2. The electronic deadbolt lock of claim 1, wherein the braking mechanism comprises:

at least one gear;

a driver for controlling the at least one gear rotating; and

a stopping member driven by the at least one gear and adapted to apply a brake to the turnpiece, so as to stop the turnpiece from being rotated,

wherein, after the user has passed verification by the electronic recognition device, the driver rotates the at least one gear so that the turnpiece can be rotated by the user as soon as the stopping member is driven to separate from the turnpiece.

3. The electronic deadbolt lock of claim 2, wherein the braking mechanism further comprises a pause switch which the stopping member separating from the turnpiece comes into contact with to cause the driver to stop rotating the at least one gear.

4. The electronic deadbolt lock of claim 2, wherein the braking mechanism further comprises a first spring connected to the stopping member.
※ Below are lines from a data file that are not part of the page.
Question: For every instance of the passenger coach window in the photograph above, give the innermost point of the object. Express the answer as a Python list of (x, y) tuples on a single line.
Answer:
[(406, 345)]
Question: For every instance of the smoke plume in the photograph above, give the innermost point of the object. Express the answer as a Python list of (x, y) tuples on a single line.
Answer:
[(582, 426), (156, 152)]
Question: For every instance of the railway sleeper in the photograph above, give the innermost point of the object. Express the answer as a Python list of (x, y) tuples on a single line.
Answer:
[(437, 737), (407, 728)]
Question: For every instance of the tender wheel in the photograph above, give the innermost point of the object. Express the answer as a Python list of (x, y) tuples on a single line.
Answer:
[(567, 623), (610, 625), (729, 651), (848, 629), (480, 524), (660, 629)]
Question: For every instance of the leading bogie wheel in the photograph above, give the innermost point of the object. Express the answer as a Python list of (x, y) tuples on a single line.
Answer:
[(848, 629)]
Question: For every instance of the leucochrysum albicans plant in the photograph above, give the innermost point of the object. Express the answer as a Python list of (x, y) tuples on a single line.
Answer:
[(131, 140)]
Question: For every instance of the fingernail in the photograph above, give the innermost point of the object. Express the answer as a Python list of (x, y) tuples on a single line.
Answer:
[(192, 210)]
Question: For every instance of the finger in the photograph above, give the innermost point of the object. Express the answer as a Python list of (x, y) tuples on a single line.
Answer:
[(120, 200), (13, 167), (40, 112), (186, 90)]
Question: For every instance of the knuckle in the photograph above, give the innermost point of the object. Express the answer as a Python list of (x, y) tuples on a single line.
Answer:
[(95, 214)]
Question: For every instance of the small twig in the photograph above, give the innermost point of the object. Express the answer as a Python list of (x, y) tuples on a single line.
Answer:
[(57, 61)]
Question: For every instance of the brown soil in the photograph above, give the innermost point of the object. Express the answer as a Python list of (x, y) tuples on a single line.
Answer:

5. The electronic deadbolt lock of claim 2, wherein the stopping member is a pin, and the turnpiece has an aperture which the stopping member is inserted into to stop the turnpiece from being rotated and exits to allow the turnpiece to be rotated.

6. The electronic deadbolt lock of claim 2, wherein the at least one gear comprises:

a first major gear connected to the driver;

a first minor gear being coaxial with the first major gear and fixed to the first major gear;

a second major gear meshing with the first minor gear; and

a second minor gear being coaxial with the second major gear and driving the stopping member,

wherein the second minor gear and the second major gear either rotate synchronously or do not rotate synchronously.

7. The electronic deadbolt lock of claim 6, wherein the second minor gear has at least one tooth for driving the stopping member.

8. The electronic deadbolt lock of claim 6, wherein the second minor gear has two or four teeth equidistantly spaced along a perimeter of the second minor gear.

9. The electronic deadbolt lock of claim 1, wherein the turnpiece further comprises:

a burglary sensing device disposed beside the key operating mechanism,

wherein the rotating cover has a lid for demountably covering the burglary sensing device and the key operating mechanism so that the burglary sensing device sends an alert signal as soon as the lid is removed from the rotating cover.

10. The electronic deadbolt lock of claim 9, wherein the burglary sensing device comprises one of a light sensor and a magnetic sensor.

11. The electronic deadbolt lock of claim 1, wherein the rotating body has a groove, and the rotating cover has at least one securing hole, with the turnpiece further comprising at least one securing pin movably received in the groove, allowing an end of the at least one securing pin to be inserted into the at least one securing hole.

12. The electronic deadbolt lock of claim 1, further comprising:

a rotating shaft for moving the deadbolt; and

an actuating rotation guide for controlling a direction in which the rotating shaft rotates,

wherein the actuating rotation guide comprises a braking protrusion portion, and the rotating body comprises a braking bump, allowing the braking protrusion portion to be disposed at an outer edge of the actuating rotation guide and protrude outward.

13. The electronic deadbolt lock of claim 12, wherein the rotating body comprises two receiving portions corresponding in position to each other, and the braking bump is demountably received in one of the receiving portions.

14. The electronic deadbolt lock of claim 1, wherein the turnpiece comprises a second spring which encloses the rotating body.